Pitfalls of Pride (how to be humble and not let the title get to your head)

Pitfalls of Pride (how to be humble and not let the title get to your head)

On my desk, at the corporate office for the health system I work for as well as in my office at home, I have a small scrap of paper taped down. All it says is ‘pride,’ with a circle around it and a line through it. 

Like ghostbusters, I suppose it’s my pride buster.

I keep it there because pride shouldn’t matter in the face of doing the right thing for the organization.

It shouldn’t matter if it was your idea.

It shouldn’t matter if it should be your assignment.

It shouldn’t matter if you were implicated as responsible for something outside of your control.

It shouldn’t matter.

You are a leader and what matters is the challenge ahead. Pride only gets in the way of thinking clearly.

If you are moving the ball for your organization, what matters is doing the right thing for the parties involved and behaving to your own standards and code of ethics. The rest is simply not relevant.

Let go of pride.

If you can get it right, it’s an extremely freeing experience. Focus on the course and direction of the organization three to five years from now and let go of the jockeying for power and position in the present. Every organization I’ve worked or consulted with has this struggle, just step out of it and focus on the goals.
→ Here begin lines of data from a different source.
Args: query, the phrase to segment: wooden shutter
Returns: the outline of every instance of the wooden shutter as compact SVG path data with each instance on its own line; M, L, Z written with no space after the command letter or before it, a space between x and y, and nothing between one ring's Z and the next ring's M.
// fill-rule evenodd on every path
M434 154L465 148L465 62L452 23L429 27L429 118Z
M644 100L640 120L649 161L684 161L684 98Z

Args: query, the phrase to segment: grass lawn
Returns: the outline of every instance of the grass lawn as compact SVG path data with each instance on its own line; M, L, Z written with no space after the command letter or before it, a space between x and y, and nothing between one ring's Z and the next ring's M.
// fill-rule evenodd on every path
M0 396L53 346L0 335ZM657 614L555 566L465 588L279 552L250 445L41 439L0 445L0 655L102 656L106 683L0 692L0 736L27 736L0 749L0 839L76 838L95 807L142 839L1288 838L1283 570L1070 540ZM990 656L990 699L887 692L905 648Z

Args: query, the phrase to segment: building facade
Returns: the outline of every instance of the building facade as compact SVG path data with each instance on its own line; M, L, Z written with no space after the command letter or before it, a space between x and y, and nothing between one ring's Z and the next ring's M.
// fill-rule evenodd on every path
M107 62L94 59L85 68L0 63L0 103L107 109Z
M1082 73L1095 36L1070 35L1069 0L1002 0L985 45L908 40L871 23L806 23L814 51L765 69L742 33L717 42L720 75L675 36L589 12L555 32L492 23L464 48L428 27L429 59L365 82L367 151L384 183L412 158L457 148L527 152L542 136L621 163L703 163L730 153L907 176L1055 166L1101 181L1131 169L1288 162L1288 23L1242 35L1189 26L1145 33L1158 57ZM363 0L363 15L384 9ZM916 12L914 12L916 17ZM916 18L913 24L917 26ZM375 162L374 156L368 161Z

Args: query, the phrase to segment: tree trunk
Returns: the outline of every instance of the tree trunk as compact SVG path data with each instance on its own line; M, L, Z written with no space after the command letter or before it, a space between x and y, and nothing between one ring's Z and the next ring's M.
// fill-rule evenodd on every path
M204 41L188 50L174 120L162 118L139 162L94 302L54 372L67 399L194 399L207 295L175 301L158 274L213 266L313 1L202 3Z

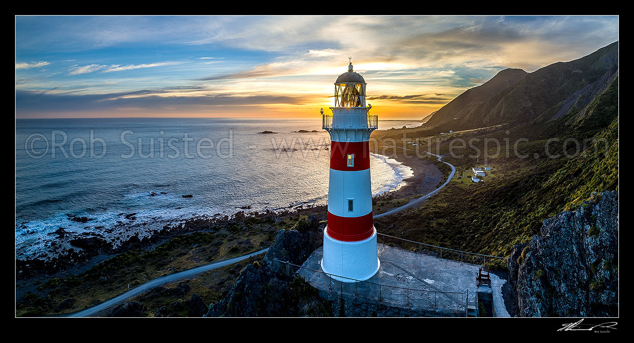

The thing is, people are always looking to better their position or rise to power. People have always done this. If you pay attention to these things and get wrapped up in them, you’ll never achieve them because you’re going to be too wrapped up in chasing your pride and what’s in it for you. 

  1. This leads to failure.
  2. It’s so irrelevant to doing good work that it’s a waste.

Instead, the next time you encounter behavior like this, be surprising and offer assistance. Manage the person in question and team up with them if it helps to achieve the goal without worrying about who’ll get the credit. Crowd source the problem and celebrate success even if you don’t get celebrated. Let anyone jump in to help.

Why not? Isn’t that the leader you wanted to be in the first place?

In the end it’s about doing a great job, so territory shouldn’t matter. In fact, job titles and reporting structure shouldn’t matter. All that should be relevant is achieving great results to the goals of the business and lifting people up as you do so.

That’s how you create culture where everyone is a leader, allowing people to contribute and fuel their intrinsic value by being a part of something greater than themselves.

Pride shouldn’t matter, excellence should.

It also doesn’t hurt to tape it to your desk so you don’t forget.